Gross Margin analyses the company's profitability by measuring the percentage of total revenue retained after incurring the direct costs associated with producing goods and services.

Historical gross margin of Ventas (VTR)

The Gross Margin for Ventas (VTR) has decreased from 0.4471 in 2022 to 0.4306 in 2023. This trend is concerning as it indicates a decline in profitability and efficiency in producing goods or services. For perspective, over the last 20 years, VTR's Gross Margin peaked in 2007 at 0.7433 and has been generally declining since.

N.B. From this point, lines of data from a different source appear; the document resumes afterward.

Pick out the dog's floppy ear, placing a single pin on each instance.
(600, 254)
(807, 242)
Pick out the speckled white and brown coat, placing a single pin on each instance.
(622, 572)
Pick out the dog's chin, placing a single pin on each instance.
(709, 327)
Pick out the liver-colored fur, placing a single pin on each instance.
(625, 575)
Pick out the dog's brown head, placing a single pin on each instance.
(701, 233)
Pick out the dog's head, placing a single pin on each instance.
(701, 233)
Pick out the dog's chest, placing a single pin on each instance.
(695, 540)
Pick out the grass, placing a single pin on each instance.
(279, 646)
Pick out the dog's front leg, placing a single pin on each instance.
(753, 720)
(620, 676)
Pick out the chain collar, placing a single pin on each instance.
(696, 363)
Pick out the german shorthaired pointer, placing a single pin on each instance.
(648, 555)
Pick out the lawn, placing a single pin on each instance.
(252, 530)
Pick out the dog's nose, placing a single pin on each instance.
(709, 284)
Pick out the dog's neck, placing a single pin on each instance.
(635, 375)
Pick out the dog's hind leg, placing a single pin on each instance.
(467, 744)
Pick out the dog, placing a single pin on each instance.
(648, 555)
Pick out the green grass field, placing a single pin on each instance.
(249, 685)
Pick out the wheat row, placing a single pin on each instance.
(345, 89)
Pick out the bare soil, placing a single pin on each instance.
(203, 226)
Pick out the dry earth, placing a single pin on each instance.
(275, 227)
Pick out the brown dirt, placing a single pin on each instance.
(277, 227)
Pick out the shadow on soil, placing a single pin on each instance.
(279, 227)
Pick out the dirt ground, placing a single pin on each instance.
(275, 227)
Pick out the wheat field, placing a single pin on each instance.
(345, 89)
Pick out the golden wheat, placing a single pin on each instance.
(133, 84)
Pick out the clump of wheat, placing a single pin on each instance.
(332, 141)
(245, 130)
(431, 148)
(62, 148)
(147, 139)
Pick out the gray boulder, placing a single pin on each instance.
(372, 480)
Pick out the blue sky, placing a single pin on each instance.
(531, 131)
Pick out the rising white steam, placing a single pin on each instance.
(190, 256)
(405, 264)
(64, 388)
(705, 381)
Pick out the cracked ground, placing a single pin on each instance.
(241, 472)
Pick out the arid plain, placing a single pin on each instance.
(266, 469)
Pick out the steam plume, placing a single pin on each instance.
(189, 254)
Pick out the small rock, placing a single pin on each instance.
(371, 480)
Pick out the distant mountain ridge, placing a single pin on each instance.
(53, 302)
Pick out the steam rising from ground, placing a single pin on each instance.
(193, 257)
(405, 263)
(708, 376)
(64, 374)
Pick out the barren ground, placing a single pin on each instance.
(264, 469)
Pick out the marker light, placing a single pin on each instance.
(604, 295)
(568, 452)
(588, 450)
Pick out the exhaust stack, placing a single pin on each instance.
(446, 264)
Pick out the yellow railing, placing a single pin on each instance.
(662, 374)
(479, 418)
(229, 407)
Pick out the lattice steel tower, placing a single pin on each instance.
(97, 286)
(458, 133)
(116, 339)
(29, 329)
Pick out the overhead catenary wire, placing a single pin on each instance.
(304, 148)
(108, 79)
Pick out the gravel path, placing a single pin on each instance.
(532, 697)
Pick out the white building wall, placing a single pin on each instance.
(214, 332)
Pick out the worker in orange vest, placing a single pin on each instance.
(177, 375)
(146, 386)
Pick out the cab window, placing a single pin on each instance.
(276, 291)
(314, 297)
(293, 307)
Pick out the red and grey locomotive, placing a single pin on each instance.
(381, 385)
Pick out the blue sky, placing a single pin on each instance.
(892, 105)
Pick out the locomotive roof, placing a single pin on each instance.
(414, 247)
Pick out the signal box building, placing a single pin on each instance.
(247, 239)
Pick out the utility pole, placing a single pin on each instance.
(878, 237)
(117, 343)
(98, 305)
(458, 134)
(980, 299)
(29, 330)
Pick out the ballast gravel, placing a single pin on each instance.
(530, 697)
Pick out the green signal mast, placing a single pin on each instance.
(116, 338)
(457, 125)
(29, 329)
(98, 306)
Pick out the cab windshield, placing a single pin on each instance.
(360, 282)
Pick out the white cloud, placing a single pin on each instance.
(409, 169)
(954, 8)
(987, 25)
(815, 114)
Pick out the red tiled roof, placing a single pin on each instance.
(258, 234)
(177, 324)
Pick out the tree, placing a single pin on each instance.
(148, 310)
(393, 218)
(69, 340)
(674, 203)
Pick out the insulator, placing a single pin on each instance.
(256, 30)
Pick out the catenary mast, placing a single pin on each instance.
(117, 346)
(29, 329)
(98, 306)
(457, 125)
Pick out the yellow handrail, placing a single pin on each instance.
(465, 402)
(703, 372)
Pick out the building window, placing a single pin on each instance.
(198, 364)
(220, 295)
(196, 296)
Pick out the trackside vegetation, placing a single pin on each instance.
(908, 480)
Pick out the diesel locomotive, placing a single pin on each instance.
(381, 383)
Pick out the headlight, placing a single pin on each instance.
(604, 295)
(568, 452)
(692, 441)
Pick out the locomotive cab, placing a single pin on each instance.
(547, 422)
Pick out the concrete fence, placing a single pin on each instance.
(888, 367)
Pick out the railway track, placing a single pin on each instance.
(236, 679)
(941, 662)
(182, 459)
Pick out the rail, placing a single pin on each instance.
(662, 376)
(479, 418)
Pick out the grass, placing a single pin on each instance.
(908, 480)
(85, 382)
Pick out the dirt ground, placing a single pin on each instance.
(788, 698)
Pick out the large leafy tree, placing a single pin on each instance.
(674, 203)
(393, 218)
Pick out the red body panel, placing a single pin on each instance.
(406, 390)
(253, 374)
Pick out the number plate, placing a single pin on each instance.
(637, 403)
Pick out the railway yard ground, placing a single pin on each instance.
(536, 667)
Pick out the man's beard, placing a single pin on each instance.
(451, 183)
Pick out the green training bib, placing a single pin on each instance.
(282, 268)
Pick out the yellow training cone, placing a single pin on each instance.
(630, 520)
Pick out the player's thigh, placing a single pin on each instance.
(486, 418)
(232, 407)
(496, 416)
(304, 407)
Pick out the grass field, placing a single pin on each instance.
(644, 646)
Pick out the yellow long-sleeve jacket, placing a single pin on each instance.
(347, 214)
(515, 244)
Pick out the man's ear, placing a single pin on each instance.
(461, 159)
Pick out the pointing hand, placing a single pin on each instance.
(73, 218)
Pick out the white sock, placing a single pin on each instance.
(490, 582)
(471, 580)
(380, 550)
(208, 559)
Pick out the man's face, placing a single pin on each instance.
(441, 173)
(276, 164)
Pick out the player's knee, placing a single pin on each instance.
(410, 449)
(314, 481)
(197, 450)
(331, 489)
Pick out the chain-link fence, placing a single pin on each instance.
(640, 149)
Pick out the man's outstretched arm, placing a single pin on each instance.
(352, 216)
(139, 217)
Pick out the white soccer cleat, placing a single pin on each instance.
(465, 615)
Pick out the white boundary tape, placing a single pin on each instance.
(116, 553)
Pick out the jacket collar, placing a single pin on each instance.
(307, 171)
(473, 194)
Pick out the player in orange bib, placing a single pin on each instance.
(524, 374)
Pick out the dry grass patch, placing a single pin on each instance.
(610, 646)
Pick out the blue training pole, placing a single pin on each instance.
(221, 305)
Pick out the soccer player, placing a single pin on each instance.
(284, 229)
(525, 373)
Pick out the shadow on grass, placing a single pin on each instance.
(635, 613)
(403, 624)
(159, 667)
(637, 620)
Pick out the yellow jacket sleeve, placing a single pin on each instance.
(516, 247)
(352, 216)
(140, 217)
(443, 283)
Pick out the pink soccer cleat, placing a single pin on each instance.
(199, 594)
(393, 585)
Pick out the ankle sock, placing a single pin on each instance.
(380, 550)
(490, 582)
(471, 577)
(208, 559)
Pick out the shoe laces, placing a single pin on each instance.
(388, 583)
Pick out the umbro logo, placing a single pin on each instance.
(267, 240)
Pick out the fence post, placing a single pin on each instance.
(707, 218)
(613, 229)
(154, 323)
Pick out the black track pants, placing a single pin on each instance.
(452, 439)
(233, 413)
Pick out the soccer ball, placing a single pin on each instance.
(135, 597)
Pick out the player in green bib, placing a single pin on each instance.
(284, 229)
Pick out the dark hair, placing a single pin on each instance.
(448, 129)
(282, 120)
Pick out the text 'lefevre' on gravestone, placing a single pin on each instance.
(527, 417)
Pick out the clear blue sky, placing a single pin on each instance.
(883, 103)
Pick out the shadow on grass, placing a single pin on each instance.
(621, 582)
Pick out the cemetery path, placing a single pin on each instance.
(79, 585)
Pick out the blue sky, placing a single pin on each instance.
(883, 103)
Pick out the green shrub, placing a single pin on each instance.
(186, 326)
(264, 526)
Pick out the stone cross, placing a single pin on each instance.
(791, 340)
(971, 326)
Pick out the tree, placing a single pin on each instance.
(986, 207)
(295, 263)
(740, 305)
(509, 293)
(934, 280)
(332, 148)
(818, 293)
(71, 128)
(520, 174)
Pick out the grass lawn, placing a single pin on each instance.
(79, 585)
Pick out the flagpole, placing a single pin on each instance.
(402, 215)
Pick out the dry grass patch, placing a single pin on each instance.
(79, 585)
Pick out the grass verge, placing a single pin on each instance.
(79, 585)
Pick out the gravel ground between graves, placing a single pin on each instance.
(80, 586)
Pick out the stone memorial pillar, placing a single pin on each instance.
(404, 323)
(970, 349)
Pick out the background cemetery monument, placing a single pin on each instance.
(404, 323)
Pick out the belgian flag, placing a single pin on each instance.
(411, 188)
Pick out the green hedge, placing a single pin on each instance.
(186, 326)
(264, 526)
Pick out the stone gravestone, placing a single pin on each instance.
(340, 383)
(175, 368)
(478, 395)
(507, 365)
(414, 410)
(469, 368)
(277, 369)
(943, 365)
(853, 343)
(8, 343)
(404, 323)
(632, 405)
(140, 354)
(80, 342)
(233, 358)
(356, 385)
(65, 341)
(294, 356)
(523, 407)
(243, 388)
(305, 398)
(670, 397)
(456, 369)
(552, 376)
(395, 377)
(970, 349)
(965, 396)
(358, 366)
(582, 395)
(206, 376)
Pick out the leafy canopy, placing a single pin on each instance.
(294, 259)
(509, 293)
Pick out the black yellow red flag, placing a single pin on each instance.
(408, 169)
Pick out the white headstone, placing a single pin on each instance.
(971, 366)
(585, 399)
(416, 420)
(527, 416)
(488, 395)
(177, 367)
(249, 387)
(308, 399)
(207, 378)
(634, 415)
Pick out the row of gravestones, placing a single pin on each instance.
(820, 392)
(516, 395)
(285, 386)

In comparison, the industry's median Gross Margin has fluctuated but remains higher than Ventas's recent margins at around 0.6985 in 2023. This declining trend gives Ventas a score of 0 for this criterion in the Piotroski Analysis.

Asset Turnover Ratio is growing?

Asset Turnover signifies a firm's efficiency in utilizing its assets to generate sales revenue over a specific period.

Historical asset turnover ratio of Ventas (VTR)

For Ventas (VTR), the Asset Turnover has increased from 0.169 in 2022 to 0.184 in 2023, indicating an improvement. This shows that the firm has become more efficient in utilizing its assets to generate revenue. Given the 1.5% increase, this trend is favorable and merits the addition of 1 point. Historically, the 2023 figure aligns closely with the average over the last 20 years, although slightly lower than the highs observed in the early 2000s.